お祭りは神社から少し離れた公園と広場を使って行われており、沢山の露店が出ている他、地域アイドルのミニライブや和太鼓の演奏などのイベントも行われていた。
「確かに大盛況だな。俺が居たころは盆踊りと屋台が少し程度だったけど」
「本当雑誌やテレビの力って凄いよな。花火も凄く綺麗だぜ」
と歩きながら話していると参道の鳥居の下で見慣れた人影を発見。
「ん?あれって小島先生じゃない?」
「だね。
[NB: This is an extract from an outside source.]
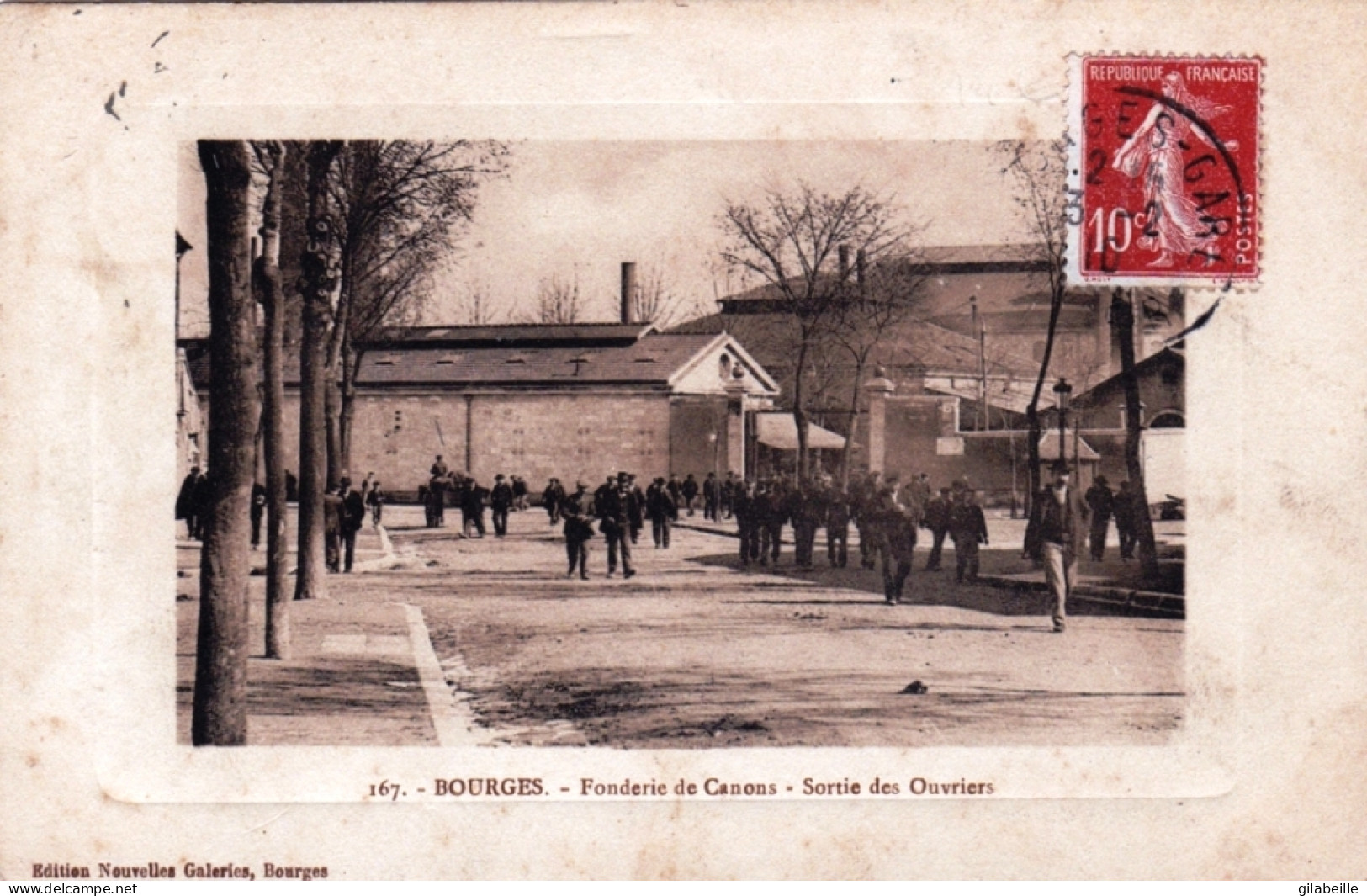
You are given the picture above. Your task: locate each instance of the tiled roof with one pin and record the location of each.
(649, 362)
隣のおじ様は噂の彼氏さんかな?」
だから地元は生徒も見てるし目立つから~と思ったけど、確か小島先生って川野辺出身なんだよな。地元の祭りにということならまぁ仕方ないか。
小島先生も彼氏さんも浴衣姿。先生も普段俺達には見せないような笑顔で彼氏さんらしき人と話をしている。何だか幸せそうだ。
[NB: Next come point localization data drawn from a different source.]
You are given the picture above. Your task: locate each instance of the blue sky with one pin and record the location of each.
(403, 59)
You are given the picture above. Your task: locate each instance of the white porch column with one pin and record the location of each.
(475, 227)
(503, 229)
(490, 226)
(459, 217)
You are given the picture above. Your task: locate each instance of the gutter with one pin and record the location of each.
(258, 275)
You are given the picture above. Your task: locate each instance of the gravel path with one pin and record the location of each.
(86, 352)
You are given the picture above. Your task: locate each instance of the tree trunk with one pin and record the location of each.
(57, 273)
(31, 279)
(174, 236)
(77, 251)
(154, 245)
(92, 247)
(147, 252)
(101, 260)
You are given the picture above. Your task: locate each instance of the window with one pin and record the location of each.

それにしても彼氏が出来るとか、前にお参りした神社の御利益があったんだろうか。
いつまでも先生を観察しているのも悪いので、露店が並ぶお祭り会場へ移動した。
「あ、恩田先輩!」
「あら、楓ちゃん達も来てたんだね」
こちらは小宮先輩と腕を組んで楽しそうにリンゴ飴を舐めてる恩田先輩。
夜店のリンゴ飴ってなんというか目を引くよね。
そして恩田先輩と小宮先輩の横には前に喫茶店で会った小山内先輩と梶先輩も手を繋ぎ仲良さげに綿あめを食べていた。
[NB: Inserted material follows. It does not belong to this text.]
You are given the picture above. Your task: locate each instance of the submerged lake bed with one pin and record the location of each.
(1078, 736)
4人とも浴衣姿だ。恩田先輩はもちろんだけど梶先輩も美人だよなぁ~
「おっ3位の田辺君か。久しぶりだな」
「先輩、その覚え方は恥ずかしいです・・・」
「ごめんごめん」
「ん?オサゲンって田辺のこと知ってるのか?」
「前に長谷部君のところの喫茶店でね。彼バイトしてるだろ」
「なるほど」
何となく小宮先輩も部活で会う時よりもリラックスして楽しそうだ。
4人の先輩方とはその場で別れたけど、その後も何組かのカップルに遭遇した。
まずは北島先輩と吉川先輩。
何というか普段は厳しい吉川先輩が北島先輩と腕を組んで幸せそうに歩いてた。
2人で居るときはデレるって噂は本当だったらしい・・・
そして、長谷部と湯川ちゃん
この2人も浴衣姿だった。俺達と目が合うと『見つかった!』って顔して逃げようとしたから、ちょっとからかってあげましたw
最後に1年生の集団。
相変わらずというか言い合いをしながらも並んで歩いてる鮎川さんと栗田。
後ろで大室さんが楽しそうに笑ってる。
幼馴染という3人。鮎川さんと栗田は実は両想いみたいだけど・・・どうなんだ?
そして、3人の友達だろうか、気が強そうだけど凄く綺麗な女の子と前に紹介してもらった恩田先輩の弟さんのカップル。それから元気そうな男の子と茶髪の少し派手めな女の子のカップルも一緒にいて、屋台の食べ物を食べたりしながら皆で楽しそうに遊んでいる。
何というか楽しそうでいいんだけど、1年生で彼氏・彼女持ちってどうなんだよ。
・・・俺男子校だったぞ(言うの2度目)
流石に縁結び、恋愛成就の天神様。出会った知り合いがほとんどカップルなんだけど・・・多すぎないか?